Monday, November 8, 2004

The Hidden Cost of Buying Information: Do We Fool Ourselves on Its Value?

Thanks and a tip of the hat to Anne Griffith at the SIIA Content Division for recommending the following article in the Harvard Business Review, an interview with Francesca Gino, a Harvard Business School post-doctoral fellow in their Technology and Operations Management Unit. She recently published a working paper, "Getting Advice from the Same Source but at a Different Cost: Do We Overweigh Information Just Because We Paid for It?" The paper's core premise is that when people pay for advice, they are generally more hesitant to discard it as being less relevant based on the fact that they paid for it.
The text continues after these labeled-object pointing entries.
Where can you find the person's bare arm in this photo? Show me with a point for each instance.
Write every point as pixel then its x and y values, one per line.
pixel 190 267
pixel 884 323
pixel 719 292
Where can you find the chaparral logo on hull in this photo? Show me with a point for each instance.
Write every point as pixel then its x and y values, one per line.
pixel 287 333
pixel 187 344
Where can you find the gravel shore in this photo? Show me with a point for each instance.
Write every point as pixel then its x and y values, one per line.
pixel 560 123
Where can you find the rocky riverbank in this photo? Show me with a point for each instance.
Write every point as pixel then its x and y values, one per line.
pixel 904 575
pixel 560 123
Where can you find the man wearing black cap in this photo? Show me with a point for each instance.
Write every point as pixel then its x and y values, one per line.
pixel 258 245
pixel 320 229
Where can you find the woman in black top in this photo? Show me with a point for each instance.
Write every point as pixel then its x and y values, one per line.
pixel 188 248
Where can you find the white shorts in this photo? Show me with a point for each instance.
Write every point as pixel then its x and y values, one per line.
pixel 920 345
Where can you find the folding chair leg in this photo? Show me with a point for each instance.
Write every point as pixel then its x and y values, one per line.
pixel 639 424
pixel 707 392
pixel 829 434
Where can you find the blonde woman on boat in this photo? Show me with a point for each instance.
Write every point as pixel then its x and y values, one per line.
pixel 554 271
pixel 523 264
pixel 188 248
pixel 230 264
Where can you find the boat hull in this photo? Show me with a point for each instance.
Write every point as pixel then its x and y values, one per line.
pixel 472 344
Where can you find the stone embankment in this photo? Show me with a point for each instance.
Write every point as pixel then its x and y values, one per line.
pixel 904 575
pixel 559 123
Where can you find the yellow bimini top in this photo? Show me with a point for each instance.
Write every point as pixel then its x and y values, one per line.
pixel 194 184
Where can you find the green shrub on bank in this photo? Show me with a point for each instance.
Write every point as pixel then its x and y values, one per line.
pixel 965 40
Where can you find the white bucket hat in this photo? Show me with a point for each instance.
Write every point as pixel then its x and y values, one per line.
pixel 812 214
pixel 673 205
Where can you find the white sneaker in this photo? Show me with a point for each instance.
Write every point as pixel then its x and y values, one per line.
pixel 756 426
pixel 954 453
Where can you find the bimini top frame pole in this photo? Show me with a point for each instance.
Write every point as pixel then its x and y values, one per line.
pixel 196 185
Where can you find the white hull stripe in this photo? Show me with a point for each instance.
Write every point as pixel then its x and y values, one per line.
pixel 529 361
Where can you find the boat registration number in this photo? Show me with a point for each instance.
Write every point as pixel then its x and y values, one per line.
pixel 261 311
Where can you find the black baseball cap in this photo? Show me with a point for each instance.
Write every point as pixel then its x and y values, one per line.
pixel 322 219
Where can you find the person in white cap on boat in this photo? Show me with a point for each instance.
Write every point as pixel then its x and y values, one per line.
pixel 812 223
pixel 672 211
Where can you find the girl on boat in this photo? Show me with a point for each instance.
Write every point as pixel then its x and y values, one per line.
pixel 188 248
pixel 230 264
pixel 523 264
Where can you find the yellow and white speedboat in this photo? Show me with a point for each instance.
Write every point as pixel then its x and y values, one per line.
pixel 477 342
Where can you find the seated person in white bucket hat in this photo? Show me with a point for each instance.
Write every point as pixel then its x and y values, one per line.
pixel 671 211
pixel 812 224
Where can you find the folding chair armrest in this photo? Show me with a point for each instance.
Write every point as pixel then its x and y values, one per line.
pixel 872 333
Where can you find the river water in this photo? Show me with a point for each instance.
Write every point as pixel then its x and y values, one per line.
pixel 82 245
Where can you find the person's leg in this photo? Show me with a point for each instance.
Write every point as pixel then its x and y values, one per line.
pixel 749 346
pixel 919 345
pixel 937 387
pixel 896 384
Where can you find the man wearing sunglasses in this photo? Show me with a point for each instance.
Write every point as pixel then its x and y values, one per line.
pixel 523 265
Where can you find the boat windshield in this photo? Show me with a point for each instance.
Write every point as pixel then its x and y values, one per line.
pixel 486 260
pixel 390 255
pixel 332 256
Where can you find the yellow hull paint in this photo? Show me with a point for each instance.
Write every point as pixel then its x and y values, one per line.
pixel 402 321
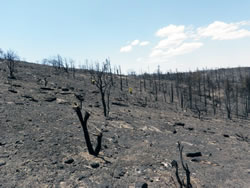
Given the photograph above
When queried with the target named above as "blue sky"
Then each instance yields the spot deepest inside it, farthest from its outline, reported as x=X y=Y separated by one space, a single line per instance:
x=136 y=34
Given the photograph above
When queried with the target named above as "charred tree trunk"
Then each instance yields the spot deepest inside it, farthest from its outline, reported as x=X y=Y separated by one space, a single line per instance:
x=91 y=151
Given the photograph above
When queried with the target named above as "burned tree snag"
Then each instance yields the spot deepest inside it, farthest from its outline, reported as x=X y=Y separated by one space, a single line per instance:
x=86 y=133
x=185 y=168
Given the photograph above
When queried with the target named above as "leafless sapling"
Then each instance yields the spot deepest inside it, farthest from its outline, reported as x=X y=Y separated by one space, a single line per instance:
x=83 y=122
x=185 y=168
x=10 y=58
x=102 y=80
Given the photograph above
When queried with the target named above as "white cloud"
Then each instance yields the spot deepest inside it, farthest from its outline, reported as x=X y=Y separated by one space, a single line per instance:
x=130 y=46
x=170 y=30
x=139 y=59
x=223 y=31
x=184 y=48
x=135 y=42
x=126 y=48
x=175 y=39
x=156 y=53
x=144 y=43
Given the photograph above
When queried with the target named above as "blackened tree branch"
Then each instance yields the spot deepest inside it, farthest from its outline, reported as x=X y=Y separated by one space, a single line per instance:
x=86 y=133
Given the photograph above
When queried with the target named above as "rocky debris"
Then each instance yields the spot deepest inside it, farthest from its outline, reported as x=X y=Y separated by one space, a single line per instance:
x=241 y=137
x=179 y=124
x=46 y=88
x=195 y=154
x=69 y=161
x=2 y=163
x=141 y=185
x=94 y=165
x=61 y=101
x=65 y=89
x=2 y=143
x=119 y=104
x=16 y=85
x=81 y=178
x=119 y=172
x=50 y=99
x=12 y=90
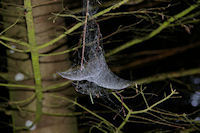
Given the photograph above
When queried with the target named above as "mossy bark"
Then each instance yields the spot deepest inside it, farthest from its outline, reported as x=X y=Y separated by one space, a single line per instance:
x=45 y=30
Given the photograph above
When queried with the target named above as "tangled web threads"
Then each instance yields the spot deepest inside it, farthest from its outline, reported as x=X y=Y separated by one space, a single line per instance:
x=94 y=74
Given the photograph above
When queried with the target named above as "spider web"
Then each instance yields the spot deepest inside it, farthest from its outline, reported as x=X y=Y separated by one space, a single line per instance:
x=94 y=74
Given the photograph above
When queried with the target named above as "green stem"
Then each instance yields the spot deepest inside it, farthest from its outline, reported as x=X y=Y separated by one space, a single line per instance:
x=14 y=41
x=153 y=33
x=35 y=58
x=17 y=85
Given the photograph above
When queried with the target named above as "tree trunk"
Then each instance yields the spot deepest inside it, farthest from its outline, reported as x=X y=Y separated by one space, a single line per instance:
x=45 y=30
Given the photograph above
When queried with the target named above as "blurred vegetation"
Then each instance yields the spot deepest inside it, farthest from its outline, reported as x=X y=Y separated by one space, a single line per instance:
x=154 y=43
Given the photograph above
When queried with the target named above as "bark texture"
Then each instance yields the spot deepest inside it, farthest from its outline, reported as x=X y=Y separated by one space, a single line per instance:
x=45 y=30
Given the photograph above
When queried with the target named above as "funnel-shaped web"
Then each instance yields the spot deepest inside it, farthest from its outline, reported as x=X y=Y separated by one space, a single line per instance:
x=94 y=71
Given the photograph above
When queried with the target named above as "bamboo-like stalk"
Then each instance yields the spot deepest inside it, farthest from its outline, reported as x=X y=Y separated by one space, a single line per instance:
x=34 y=57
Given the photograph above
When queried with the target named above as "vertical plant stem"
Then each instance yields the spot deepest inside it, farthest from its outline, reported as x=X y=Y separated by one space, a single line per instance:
x=34 y=57
x=84 y=33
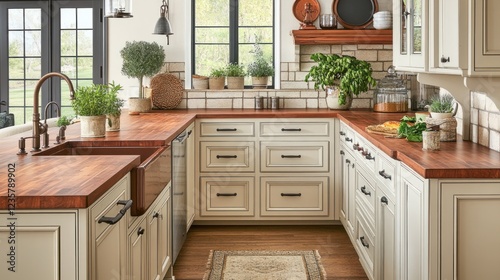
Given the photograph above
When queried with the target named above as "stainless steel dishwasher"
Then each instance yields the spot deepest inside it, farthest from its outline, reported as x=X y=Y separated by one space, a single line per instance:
x=179 y=184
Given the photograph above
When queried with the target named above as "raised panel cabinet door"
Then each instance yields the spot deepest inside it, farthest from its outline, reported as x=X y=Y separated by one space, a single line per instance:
x=137 y=244
x=38 y=245
x=470 y=247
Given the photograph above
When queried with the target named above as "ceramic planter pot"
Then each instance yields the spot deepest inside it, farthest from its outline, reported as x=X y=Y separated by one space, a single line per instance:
x=235 y=82
x=139 y=105
x=113 y=122
x=216 y=83
x=93 y=126
x=259 y=82
x=332 y=99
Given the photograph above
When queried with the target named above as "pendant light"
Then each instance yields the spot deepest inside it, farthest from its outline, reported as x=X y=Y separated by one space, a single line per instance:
x=118 y=8
x=163 y=26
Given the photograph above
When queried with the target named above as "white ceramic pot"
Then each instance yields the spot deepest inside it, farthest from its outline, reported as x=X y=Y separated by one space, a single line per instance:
x=93 y=126
x=139 y=105
x=332 y=99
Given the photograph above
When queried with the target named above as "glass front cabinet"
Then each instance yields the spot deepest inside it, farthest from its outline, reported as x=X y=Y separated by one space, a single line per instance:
x=410 y=34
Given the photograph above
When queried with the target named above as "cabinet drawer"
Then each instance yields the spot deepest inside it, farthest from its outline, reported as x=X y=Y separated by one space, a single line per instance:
x=227 y=156
x=214 y=129
x=365 y=244
x=386 y=174
x=294 y=156
x=365 y=194
x=227 y=196
x=295 y=129
x=294 y=196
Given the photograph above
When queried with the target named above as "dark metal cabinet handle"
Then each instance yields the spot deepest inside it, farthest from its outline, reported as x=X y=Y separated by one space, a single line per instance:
x=117 y=218
x=291 y=156
x=384 y=200
x=226 y=156
x=363 y=242
x=227 y=194
x=291 y=194
x=445 y=59
x=364 y=191
x=385 y=175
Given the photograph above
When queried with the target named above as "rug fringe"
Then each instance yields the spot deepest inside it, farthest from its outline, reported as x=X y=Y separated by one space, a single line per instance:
x=208 y=267
x=318 y=258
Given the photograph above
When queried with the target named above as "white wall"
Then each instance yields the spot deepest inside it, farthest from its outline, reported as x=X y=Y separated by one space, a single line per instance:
x=147 y=12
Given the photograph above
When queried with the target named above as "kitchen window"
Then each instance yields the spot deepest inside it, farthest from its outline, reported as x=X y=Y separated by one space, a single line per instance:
x=37 y=37
x=225 y=31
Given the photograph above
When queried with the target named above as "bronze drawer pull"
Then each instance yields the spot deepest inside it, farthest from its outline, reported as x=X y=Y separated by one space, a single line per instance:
x=227 y=156
x=291 y=194
x=117 y=218
x=363 y=242
x=291 y=156
x=385 y=175
x=227 y=194
x=365 y=192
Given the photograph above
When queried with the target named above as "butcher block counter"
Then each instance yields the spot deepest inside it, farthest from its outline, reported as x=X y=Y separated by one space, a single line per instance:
x=77 y=181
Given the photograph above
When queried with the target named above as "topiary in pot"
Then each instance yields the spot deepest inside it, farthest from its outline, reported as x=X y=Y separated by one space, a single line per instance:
x=344 y=75
x=141 y=59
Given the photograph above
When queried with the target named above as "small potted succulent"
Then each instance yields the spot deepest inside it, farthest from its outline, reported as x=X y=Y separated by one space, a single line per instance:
x=217 y=78
x=235 y=74
x=341 y=77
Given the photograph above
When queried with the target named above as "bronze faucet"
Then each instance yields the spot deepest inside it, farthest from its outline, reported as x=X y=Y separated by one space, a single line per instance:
x=37 y=126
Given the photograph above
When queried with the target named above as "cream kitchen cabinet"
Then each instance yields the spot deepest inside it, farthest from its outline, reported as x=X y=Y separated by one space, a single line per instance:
x=410 y=35
x=265 y=169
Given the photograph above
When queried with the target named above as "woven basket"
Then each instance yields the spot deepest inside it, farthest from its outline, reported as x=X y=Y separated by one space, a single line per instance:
x=166 y=91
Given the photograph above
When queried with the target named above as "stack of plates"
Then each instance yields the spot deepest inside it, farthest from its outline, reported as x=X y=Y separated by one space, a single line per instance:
x=382 y=20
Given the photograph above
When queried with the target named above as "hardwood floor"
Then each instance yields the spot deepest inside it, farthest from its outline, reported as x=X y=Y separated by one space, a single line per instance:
x=337 y=253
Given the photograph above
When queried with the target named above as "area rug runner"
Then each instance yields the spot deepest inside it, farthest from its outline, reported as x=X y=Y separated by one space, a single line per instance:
x=264 y=265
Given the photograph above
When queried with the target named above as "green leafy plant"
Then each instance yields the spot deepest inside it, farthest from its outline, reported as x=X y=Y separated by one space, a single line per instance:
x=96 y=100
x=350 y=74
x=235 y=70
x=259 y=67
x=142 y=59
x=442 y=104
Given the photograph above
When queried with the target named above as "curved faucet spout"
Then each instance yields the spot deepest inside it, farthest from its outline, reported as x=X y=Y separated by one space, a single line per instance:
x=36 y=114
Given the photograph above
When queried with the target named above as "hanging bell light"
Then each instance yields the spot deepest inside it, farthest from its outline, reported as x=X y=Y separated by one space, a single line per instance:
x=163 y=26
x=118 y=8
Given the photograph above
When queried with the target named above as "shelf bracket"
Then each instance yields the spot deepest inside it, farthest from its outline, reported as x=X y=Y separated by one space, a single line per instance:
x=456 y=86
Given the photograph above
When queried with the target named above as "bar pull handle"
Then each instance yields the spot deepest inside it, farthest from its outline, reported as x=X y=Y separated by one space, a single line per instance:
x=113 y=220
x=291 y=156
x=226 y=156
x=291 y=194
x=363 y=242
x=227 y=194
x=364 y=191
x=385 y=175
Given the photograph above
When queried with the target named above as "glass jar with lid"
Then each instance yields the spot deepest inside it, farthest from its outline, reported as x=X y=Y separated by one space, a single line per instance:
x=391 y=95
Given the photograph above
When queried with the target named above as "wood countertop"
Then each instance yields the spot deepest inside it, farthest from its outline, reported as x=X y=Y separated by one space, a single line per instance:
x=46 y=182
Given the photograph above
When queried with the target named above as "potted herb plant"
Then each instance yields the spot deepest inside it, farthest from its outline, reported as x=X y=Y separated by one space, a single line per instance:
x=141 y=59
x=341 y=77
x=217 y=78
x=92 y=104
x=235 y=76
x=260 y=70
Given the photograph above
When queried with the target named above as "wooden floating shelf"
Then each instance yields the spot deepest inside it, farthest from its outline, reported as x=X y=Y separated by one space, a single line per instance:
x=342 y=36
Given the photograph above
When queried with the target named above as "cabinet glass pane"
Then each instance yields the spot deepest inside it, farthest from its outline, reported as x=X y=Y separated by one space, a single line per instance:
x=417 y=26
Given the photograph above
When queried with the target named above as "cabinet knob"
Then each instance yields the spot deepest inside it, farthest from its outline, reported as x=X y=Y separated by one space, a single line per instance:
x=445 y=59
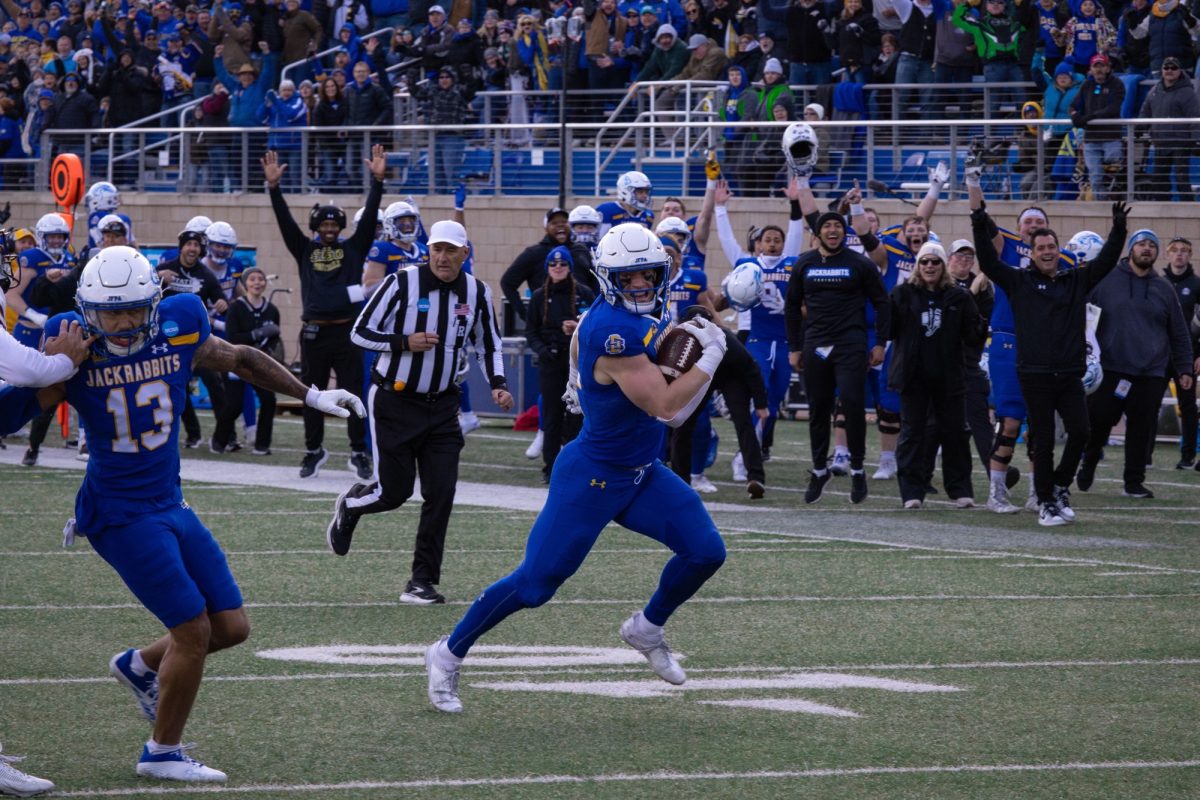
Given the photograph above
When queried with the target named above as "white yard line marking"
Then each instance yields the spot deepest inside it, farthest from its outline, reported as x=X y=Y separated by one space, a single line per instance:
x=629 y=777
x=796 y=599
x=473 y=672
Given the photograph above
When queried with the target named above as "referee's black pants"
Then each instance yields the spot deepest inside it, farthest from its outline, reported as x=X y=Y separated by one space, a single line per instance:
x=1139 y=402
x=414 y=434
x=844 y=372
x=1047 y=392
x=331 y=350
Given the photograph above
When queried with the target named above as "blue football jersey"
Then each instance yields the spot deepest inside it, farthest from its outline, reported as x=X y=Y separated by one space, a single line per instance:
x=684 y=290
x=130 y=407
x=94 y=218
x=615 y=429
x=615 y=214
x=767 y=319
x=396 y=257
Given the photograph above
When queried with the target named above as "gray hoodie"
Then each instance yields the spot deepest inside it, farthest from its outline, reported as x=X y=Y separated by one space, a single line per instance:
x=1143 y=331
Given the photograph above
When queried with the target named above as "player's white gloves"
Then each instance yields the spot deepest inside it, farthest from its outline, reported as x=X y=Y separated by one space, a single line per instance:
x=972 y=169
x=336 y=402
x=712 y=338
x=939 y=175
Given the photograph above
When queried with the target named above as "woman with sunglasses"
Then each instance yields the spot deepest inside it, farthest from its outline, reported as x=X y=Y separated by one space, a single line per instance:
x=931 y=319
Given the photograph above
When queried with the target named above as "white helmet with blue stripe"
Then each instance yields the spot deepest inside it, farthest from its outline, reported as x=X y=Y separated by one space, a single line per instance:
x=628 y=250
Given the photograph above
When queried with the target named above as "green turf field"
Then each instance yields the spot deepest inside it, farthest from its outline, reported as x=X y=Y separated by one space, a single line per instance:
x=843 y=651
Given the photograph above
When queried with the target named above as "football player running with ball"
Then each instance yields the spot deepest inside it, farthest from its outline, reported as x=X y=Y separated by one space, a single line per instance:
x=130 y=395
x=611 y=471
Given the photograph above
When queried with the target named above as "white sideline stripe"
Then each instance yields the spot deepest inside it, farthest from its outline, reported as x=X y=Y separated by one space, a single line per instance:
x=798 y=551
x=639 y=671
x=796 y=599
x=1035 y=557
x=631 y=777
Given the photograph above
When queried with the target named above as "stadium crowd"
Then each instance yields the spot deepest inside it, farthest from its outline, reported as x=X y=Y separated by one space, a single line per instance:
x=87 y=65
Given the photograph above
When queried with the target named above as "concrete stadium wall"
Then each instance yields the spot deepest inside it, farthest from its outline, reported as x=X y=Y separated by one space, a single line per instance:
x=501 y=227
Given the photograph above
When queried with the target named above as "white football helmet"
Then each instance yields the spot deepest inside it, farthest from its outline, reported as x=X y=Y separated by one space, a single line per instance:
x=585 y=215
x=801 y=148
x=1085 y=246
x=222 y=241
x=677 y=229
x=198 y=224
x=743 y=286
x=629 y=185
x=628 y=248
x=401 y=222
x=53 y=234
x=119 y=278
x=102 y=197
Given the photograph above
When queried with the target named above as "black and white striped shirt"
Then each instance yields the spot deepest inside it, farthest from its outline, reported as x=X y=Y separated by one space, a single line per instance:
x=414 y=300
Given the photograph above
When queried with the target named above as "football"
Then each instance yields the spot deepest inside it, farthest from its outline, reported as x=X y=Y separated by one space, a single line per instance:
x=678 y=353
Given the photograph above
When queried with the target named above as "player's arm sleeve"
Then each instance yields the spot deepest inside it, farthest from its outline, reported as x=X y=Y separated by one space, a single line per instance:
x=376 y=326
x=793 y=311
x=489 y=332
x=24 y=366
x=729 y=240
x=793 y=244
x=293 y=238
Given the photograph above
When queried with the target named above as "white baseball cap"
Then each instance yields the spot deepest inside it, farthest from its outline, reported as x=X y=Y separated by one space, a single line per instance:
x=449 y=232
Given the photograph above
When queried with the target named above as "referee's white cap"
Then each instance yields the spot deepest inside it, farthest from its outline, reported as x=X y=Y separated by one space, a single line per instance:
x=449 y=232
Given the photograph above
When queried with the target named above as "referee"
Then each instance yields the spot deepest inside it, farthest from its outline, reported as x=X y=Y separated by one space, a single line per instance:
x=421 y=320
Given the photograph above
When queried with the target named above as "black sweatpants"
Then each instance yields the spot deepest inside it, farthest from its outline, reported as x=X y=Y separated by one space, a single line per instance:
x=331 y=352
x=215 y=386
x=1047 y=392
x=552 y=383
x=843 y=376
x=916 y=407
x=414 y=434
x=1139 y=402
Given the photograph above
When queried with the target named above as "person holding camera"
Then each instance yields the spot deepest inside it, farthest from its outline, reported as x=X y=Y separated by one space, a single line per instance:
x=555 y=312
x=253 y=320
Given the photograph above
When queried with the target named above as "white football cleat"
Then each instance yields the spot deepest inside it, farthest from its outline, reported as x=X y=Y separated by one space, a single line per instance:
x=178 y=765
x=534 y=447
x=655 y=650
x=443 y=684
x=887 y=469
x=21 y=785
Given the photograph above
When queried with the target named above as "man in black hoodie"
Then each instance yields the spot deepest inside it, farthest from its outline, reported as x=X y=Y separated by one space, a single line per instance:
x=529 y=266
x=331 y=295
x=1187 y=288
x=1049 y=312
x=1143 y=338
In her controlled experiment the subjects were told that the quality of the advice would be constant from free sources and paid sources, yet subjects would rate the value of the paid source higher. Great for folks like us with premium Private Advisory Services, to be sure - and an indicator that decision-makers will always prefer to have some measure of money-valued content behind their decision-making. But is it so clear that this model applies to all premium content? I have my doubts. I believe, however, is that it is pointing that the greatest value in content is when it comes closest to supporting decision-making with trusted opinions. "I trust, therefore I execute" is the magic formula that seems to drive much of today's content value. Does that mean because I paid for it I therefore trust it more? That in and of itself is a dangerous assumption. If the content is well-designed to support decision-making, then perhaps so. This bodes well for the workflow integration movement, but I believe that it has broader implications as well. It will be interesting to see what follow-up research reveals.